Of the four post-Latin alphabets created in Europe, the Germanic ones (Futhark and Gothic), had declinable letter names, corresponding to ordinary nouns (hypothetically, Futhark: _*fehu, *ūruz, *þurisaz, *ansuz, *raidō, *kaunan…_ — https://en.wikipedia.org/wiki/Elder_Futhark#Rune_names and, very hypothetically, Gothic: _*ans, *bairka, *giba, *dags, *aiƕs, *qairþra_… — https://en.wikipedia.org/wiki/Gothic_alphabet#The_letters), whereas both Slavic ones (Glagolitic and Cyrillic) used random words from different parts of the speech (_азъ/azъ_ "I", _бѹкы/buky_ "letter", _вѣдѣ/vědě_ "I know", _глаголи/glagoli_ "say!", _добро/dobro_ "good", _естъ/_(_j)estъ_ "is", _живѣте/ʒivěte_ "[Pl. 2] live!", _ѕѣло/ʣělo_ "very", _землꙗ/zemļa_ "Earth", _иже/jiʒe_ "those who", _како/kako_ "how", _людиѥ/ļudьje_ "humans"… — https://en.wikipedia.org/wiki/Early_Cyrillic_alphabet#Alphabet), of which only nouns/adjectives could be declined.

In Greek, the declination was carried out by the article: _τό άλφα, τοῦ άλφα, τῴ άλφα, τό άλφα, τά άλφα, τῶν άλφα…_ (https://books.google.ru/books?id=W6...ved=0CEYQ6AEwBQ#v=onepage&q="τά άλφα"&f=false — in the middle of the left column).


----------



## fdb

ahvalj said:


> In Greek, the declination was carried out by the article: _τό άλφα, τοῦ άλφα, τῴ άλφα, τό άλφα, τά άλφα, τῶν άλφα…_ (https://books.google.ru/books?id=W6xJAAAAcAAJ&pg=PA88&lpg=PA88&dq="τά+άλφα"&source=bl&ots=QAY0H6vBnP&sig=iMLcJcBjE56DRvrWXK7nVQD5Xrg&hl=ru&sa=X&ei=cAieVff3OcG4ygPH7qPoCg&ved=0CEYQ6AEwBQ#v=onepage&q="τά άλφα"&f=false — in the middle of the left column).




I am not sure that any of the oblique cases are attested in classical Greek (Stephanus included Byzantine and Ecclesiastical Greek in his Thesaurus).
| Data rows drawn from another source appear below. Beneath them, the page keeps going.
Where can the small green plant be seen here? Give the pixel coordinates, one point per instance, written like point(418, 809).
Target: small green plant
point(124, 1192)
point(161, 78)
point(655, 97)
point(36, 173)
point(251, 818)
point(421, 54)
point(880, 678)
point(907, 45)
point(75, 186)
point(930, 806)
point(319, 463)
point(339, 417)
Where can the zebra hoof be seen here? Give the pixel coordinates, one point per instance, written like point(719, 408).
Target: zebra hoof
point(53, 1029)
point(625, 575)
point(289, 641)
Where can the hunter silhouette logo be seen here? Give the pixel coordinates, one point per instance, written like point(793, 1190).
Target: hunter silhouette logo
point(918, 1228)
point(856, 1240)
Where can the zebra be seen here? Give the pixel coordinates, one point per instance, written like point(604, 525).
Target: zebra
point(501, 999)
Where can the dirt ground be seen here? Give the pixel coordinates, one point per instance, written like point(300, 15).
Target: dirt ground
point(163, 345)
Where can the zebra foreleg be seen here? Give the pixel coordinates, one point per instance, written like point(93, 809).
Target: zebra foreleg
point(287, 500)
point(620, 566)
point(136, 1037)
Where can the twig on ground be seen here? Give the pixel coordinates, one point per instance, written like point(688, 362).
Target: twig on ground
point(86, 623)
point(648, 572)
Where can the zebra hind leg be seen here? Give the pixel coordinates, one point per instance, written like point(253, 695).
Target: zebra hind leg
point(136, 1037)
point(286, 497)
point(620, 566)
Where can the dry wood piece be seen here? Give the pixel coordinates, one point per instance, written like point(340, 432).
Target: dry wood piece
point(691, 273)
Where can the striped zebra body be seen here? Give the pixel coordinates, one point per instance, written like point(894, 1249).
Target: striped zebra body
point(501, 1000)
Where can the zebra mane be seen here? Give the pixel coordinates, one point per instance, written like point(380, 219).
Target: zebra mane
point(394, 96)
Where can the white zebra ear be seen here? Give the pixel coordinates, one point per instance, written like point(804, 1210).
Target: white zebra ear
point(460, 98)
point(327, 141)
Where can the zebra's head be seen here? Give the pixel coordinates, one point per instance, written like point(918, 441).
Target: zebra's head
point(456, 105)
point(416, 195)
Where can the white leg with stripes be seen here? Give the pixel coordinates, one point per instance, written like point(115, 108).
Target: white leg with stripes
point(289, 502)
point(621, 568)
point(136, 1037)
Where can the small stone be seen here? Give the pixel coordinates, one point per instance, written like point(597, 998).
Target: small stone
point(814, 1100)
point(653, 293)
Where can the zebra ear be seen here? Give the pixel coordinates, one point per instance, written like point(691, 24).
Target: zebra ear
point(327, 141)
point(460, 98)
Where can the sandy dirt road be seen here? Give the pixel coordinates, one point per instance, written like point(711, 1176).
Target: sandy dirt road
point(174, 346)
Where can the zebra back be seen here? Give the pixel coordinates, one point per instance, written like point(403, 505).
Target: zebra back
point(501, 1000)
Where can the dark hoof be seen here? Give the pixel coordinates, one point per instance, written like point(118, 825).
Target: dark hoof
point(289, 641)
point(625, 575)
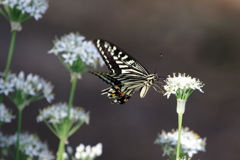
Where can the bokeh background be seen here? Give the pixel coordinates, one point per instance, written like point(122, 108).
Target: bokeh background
point(200, 38)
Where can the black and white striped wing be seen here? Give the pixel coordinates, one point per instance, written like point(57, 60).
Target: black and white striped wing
point(117, 60)
point(127, 74)
point(122, 86)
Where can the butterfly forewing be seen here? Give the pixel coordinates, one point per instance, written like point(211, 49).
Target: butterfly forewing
point(127, 74)
point(117, 60)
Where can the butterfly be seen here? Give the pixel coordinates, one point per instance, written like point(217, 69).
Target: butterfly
point(127, 74)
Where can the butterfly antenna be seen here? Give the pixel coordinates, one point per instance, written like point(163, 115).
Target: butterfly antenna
point(158, 63)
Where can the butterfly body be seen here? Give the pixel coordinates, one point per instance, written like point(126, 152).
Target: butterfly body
point(128, 75)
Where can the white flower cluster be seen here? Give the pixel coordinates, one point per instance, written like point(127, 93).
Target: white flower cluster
point(88, 152)
point(29, 145)
point(34, 8)
point(73, 47)
point(191, 143)
point(33, 85)
point(5, 114)
point(58, 112)
point(181, 85)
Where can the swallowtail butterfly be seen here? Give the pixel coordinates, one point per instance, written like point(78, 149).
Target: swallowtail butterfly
point(127, 74)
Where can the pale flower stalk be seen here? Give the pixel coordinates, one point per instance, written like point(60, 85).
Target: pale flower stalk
point(55, 118)
point(190, 145)
point(22, 10)
point(23, 90)
point(5, 115)
point(30, 147)
point(182, 87)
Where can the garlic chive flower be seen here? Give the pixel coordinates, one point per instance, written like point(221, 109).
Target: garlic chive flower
point(5, 114)
point(5, 86)
point(88, 152)
point(55, 118)
point(21, 10)
point(58, 112)
point(77, 54)
point(190, 144)
point(30, 146)
point(182, 86)
point(24, 90)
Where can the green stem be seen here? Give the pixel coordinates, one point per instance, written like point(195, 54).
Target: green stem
point(73, 88)
point(18, 133)
point(180, 115)
point(65, 130)
point(61, 148)
point(10, 53)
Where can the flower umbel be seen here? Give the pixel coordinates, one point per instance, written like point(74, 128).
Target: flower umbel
point(77, 54)
point(182, 86)
point(88, 152)
point(5, 114)
point(21, 10)
point(30, 146)
point(190, 145)
point(55, 118)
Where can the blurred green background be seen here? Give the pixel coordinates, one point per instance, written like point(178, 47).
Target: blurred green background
point(197, 37)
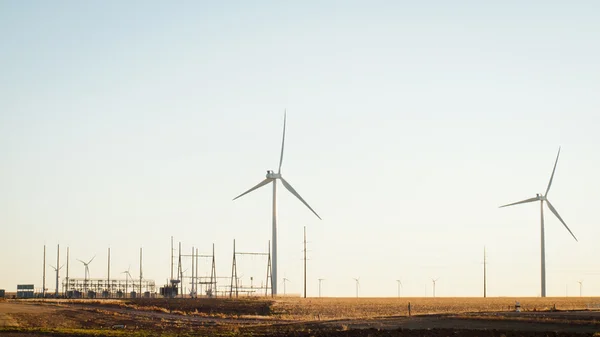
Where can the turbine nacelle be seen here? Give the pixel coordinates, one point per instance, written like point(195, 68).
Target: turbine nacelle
point(273, 175)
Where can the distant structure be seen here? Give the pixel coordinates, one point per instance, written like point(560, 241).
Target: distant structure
point(434, 280)
point(542, 199)
point(273, 177)
point(25, 290)
point(237, 287)
point(484, 273)
point(115, 288)
point(87, 269)
point(399, 286)
point(320, 280)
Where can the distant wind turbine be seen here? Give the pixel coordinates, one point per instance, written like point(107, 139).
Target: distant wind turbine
point(434, 280)
point(399, 286)
point(273, 177)
point(357, 280)
point(87, 271)
point(541, 199)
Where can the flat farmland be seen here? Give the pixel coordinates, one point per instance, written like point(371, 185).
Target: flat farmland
point(290, 316)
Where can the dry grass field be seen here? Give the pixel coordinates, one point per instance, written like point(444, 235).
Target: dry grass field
point(302, 317)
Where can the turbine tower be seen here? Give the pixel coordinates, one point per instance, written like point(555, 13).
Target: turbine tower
point(542, 199)
point(434, 280)
point(357, 280)
point(273, 177)
point(87, 271)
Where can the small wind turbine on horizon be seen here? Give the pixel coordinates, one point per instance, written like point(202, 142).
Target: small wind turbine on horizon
point(320, 280)
point(87, 271)
point(357, 280)
point(542, 199)
point(272, 177)
point(399, 286)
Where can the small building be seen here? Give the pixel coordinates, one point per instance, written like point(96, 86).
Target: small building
point(25, 290)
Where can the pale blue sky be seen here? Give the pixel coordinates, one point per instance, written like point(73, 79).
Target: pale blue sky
point(123, 123)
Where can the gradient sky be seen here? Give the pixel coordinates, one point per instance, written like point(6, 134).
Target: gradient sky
point(123, 123)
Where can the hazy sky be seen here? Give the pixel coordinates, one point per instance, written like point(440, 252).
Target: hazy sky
point(123, 123)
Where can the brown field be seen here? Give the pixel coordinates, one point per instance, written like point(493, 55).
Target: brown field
point(302, 317)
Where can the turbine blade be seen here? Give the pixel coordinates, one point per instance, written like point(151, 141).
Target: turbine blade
point(261, 184)
point(559, 218)
point(293, 191)
point(552, 176)
point(282, 141)
point(522, 202)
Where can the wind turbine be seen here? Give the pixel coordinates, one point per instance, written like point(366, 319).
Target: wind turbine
point(87, 271)
point(357, 280)
point(320, 280)
point(541, 199)
point(434, 280)
point(284, 281)
point(127, 273)
point(399, 286)
point(273, 177)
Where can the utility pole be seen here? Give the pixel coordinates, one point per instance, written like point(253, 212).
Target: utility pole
point(44, 275)
point(321, 279)
point(192, 291)
point(67, 278)
point(108, 279)
point(57, 267)
point(304, 263)
point(140, 295)
point(484, 273)
point(285, 280)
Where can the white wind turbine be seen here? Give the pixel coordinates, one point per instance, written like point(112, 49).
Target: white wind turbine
point(273, 177)
point(87, 271)
point(357, 280)
point(541, 199)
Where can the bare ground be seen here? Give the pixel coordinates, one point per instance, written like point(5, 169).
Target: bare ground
point(77, 319)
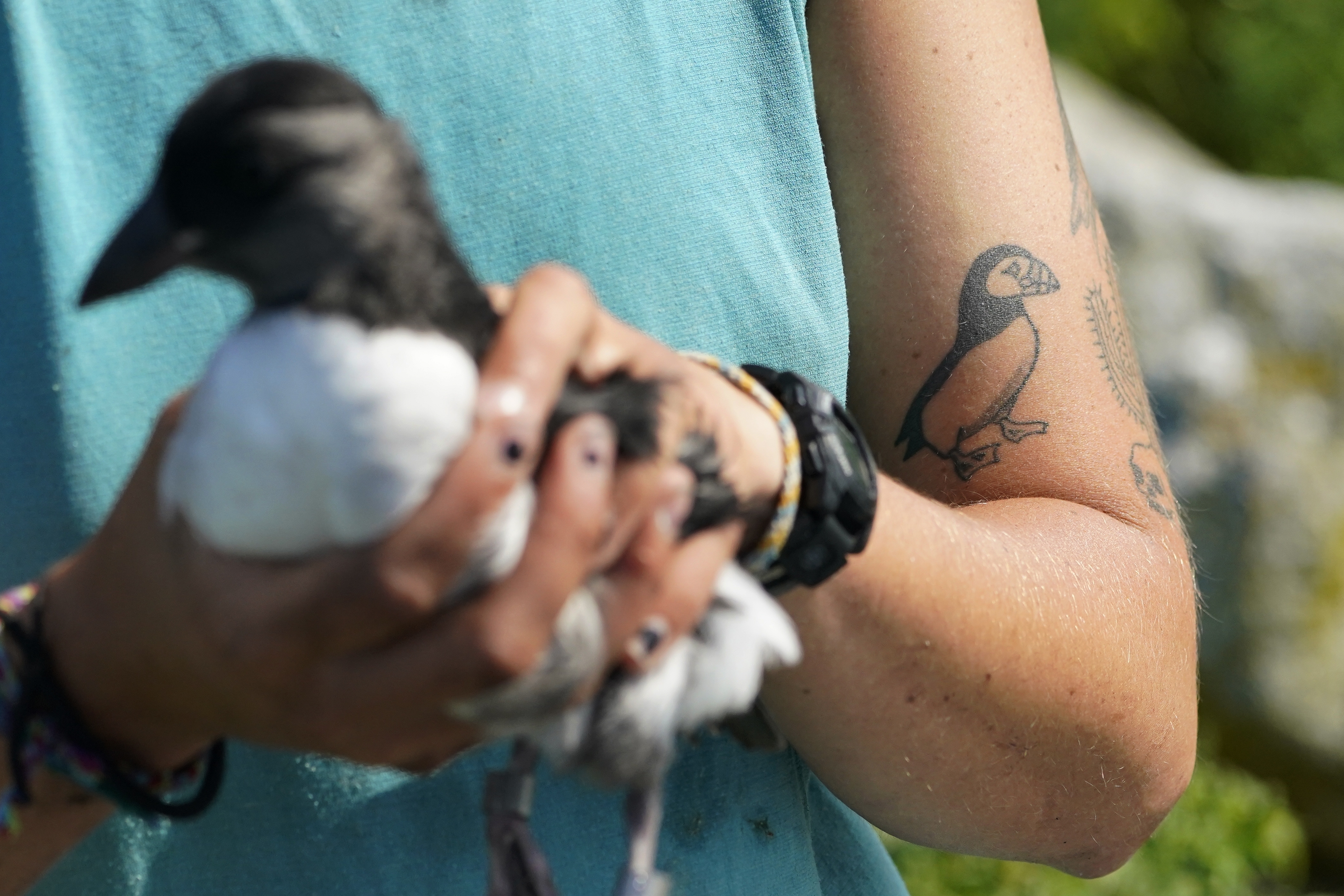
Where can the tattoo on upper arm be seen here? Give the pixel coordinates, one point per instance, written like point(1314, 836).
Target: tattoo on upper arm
point(1146, 464)
point(964, 410)
point(1116, 351)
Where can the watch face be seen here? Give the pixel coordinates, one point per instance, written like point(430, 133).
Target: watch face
point(853, 456)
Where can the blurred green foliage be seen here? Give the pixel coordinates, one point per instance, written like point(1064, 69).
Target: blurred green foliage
point(1230, 835)
point(1258, 84)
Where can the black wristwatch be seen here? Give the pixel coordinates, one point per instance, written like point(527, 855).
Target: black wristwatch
point(839, 494)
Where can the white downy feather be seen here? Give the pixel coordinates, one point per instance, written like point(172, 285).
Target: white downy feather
point(310, 432)
point(744, 633)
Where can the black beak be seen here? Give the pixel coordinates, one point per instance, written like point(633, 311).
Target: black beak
point(146, 248)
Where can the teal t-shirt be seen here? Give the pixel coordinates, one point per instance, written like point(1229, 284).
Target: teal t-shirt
point(666, 148)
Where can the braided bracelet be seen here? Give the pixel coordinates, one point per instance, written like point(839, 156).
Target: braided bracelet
point(787, 511)
point(43, 729)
But maybe we can agree on “invariable” instead of “undeclinable”.


----------



## francisgranada

Gavril said:


> Why would this practical need be especially absent for letters, though, compared to other semantic categories? (For example, you might expect a sentence like "This word is written with 'a' at the end"  ...


Because we often say in various languages e.g. "This word is written with _the letter 'a'_ at the end", even if there's no problem with the "declinability" (as e.g. in Hungarian). This is only an idea ...


----------